Литмир - Электронная Библиотека
Содержание  
A
A

XV

«НЕЧТО, ВРОДЕ РЕСТОРАНА»

Содержимое в Москве Матильдой Карловной учреждение, которое она скромно назвала Клавдии Ивановне «нечто, вроде ресторана», было одним из шикарных московских «веселых притонов».

Недаром еще со времен Грибоедова известно, что «на всем московском лежит особый отпечаток».

Сорок сороков церквей московских с их на все музыкальные тона звучащими колоколами, с их золотыми и пестрыми куполами, указывают на набожность коренного московского населения, и, действительно, полные всегда молящимися храмы Божии до сих пор удовлетворяют эту беспримерную для других русских городов набожность московских обывателей.

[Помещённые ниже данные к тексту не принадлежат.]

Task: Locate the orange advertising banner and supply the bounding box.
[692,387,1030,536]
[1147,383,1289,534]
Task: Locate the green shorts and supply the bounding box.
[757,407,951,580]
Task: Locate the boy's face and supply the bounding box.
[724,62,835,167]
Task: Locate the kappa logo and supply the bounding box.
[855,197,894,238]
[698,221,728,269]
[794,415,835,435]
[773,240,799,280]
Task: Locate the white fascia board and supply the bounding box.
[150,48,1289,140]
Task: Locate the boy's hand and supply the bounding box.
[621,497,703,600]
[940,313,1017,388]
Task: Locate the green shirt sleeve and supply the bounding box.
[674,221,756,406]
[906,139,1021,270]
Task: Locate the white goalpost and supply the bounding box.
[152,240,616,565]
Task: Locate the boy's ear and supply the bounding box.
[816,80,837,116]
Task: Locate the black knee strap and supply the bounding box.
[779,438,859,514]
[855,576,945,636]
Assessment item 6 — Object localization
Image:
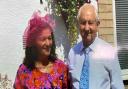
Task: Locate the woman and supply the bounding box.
[14,11,68,89]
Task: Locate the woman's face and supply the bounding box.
[35,28,53,56]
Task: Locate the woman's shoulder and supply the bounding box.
[18,64,29,73]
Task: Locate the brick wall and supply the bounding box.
[98,0,114,45]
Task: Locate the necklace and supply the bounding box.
[36,62,53,73]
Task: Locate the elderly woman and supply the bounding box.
[14,11,68,89]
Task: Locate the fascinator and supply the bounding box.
[23,10,55,48]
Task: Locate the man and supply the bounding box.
[67,3,124,89]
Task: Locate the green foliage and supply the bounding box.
[47,0,85,46]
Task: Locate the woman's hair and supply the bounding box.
[23,29,57,70]
[23,11,56,70]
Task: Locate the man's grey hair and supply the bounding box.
[77,3,99,21]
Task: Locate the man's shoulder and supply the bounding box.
[97,38,114,50]
[71,41,82,51]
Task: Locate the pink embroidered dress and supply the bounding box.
[14,60,68,89]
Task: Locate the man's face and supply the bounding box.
[79,8,98,47]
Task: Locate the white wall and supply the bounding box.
[0,0,69,81]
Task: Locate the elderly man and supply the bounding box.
[67,3,124,89]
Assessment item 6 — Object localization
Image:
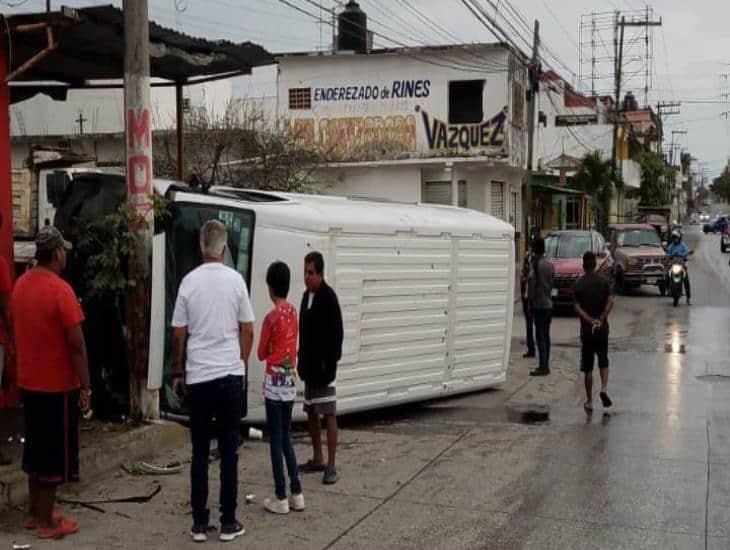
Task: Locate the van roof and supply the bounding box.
[155,180,514,238]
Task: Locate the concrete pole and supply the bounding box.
[175,82,185,181]
[446,164,459,206]
[122,0,161,419]
[0,40,13,270]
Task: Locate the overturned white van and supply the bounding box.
[148,182,515,421]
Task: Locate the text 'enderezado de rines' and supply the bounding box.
[314,80,431,101]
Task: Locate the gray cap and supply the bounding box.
[35,225,73,251]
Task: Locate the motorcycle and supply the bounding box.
[667,250,694,307]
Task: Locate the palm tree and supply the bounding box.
[573,151,613,235]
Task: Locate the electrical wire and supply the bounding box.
[279,0,503,74]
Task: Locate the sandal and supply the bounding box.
[36,518,79,540]
[299,458,325,474]
[23,506,63,531]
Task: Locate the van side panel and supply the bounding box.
[335,235,451,410]
[449,239,514,390]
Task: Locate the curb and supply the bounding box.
[0,421,188,512]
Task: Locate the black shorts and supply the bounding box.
[580,332,608,372]
[23,390,79,485]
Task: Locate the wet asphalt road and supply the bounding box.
[336,223,730,548]
[5,222,730,550]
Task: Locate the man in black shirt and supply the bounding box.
[297,252,344,485]
[574,252,613,414]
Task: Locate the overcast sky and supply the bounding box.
[9,0,730,181]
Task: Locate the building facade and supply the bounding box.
[277,44,527,246]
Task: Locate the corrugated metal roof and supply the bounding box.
[0,5,274,86]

Но наряду с этим, сохранившимся почти с основания этого векового исторического города «древним благочестием», нигде также не умел и не умеет погулять народ, как в той же Москве. В ней во все времена давался простор широкой русской натуре, на ней всецело оправдалось изречение святого князя Владимира: «Руси есть веселие пити».

Так, повторяем, наряду с сохранившимся «древним московским благочестием», выросли в Москве богато украшенные «храмы греха», обжорства, пьянства и разгула. В них всецело проявлялась московская широкая натура, не знающая пределов своим желаниям и удержу при гульбе.

Ряд улиц, целый квартал, выражаясь прежним полицейским языком деления города, отведен в Москве для ночного разгула.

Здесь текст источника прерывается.